É a falência do projeto javista, pois o judeu poderá manter sua identidade sem precisar construir uma sociedade nova, onde o direito, a justiça e a solidariedade regem as estruturas políticas, sociais e econômicas.
Como visto em http://anaomente.blogspot.com.br/2016/01/deus-no-antigo-testamento-fusao-de.html, a religião judaica é fruto de um processo POLÍTICO de unificação de povos e tribos que comungavam de dialetos, deuses e práticas culturais em comum, quais sejam, os cananeus, não excluindo alguns árabes, sírios, fenícios e outros. A religião judaica antiga tinha como objetivo moldar a sociedade, estabelecendo um Estado Teocrático. Este espírito do antigo judaísmo começa a perder força no período helenístico (como iremos ver com maiores detalhes na postagem sobre a Apocalíptica). Com o contato com filosofias estrangeiras, e principalmente com a sabedoria grega, os judeus irão reinterpretar a seu modo as escrituras judaicas e suas práticas. O judeu se enxerga como tal a partir de instâncias da filosofia grega e o espírito da filosofia grega é extremamente especulativo, buscando rejeitar a influência de elementos que "sujem" a pureza da especulação. O método alegórico (de origem egípcia mas assimilado pelos gregos) passa a ser o instrumento primordial de interpretação da Lei e dos Profetas. Vemos aí todos os ingredientes essenciais da Gnose e da ruptura dela com o judaísmo tradicional, abrindo as portas para o surgimento de figuras revolucionárias como Jesus Cristo, Simão Mago e outros que oficial e abertamente se desligaram do judaísmo e suas ramificações para formar novos grupos religiosos, sendo por isso bastante perseguidos pelos judeus.

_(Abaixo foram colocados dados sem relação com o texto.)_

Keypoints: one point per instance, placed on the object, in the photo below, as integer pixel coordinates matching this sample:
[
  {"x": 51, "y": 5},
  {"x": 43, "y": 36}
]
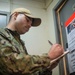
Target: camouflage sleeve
[{"x": 11, "y": 63}]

É, por outro lado, o preço pago para salvar a raça, realimentada pelo despertar de uma consciência que liga fortemente o povo de Israel à religião judaica.
É o bloqueio das dissidências e do sincretismo, pelo menos na Judeia, concretizado na ruptura com os grupos que apresentavam projetos sociais alternativos, tais como os cristãos primitivos.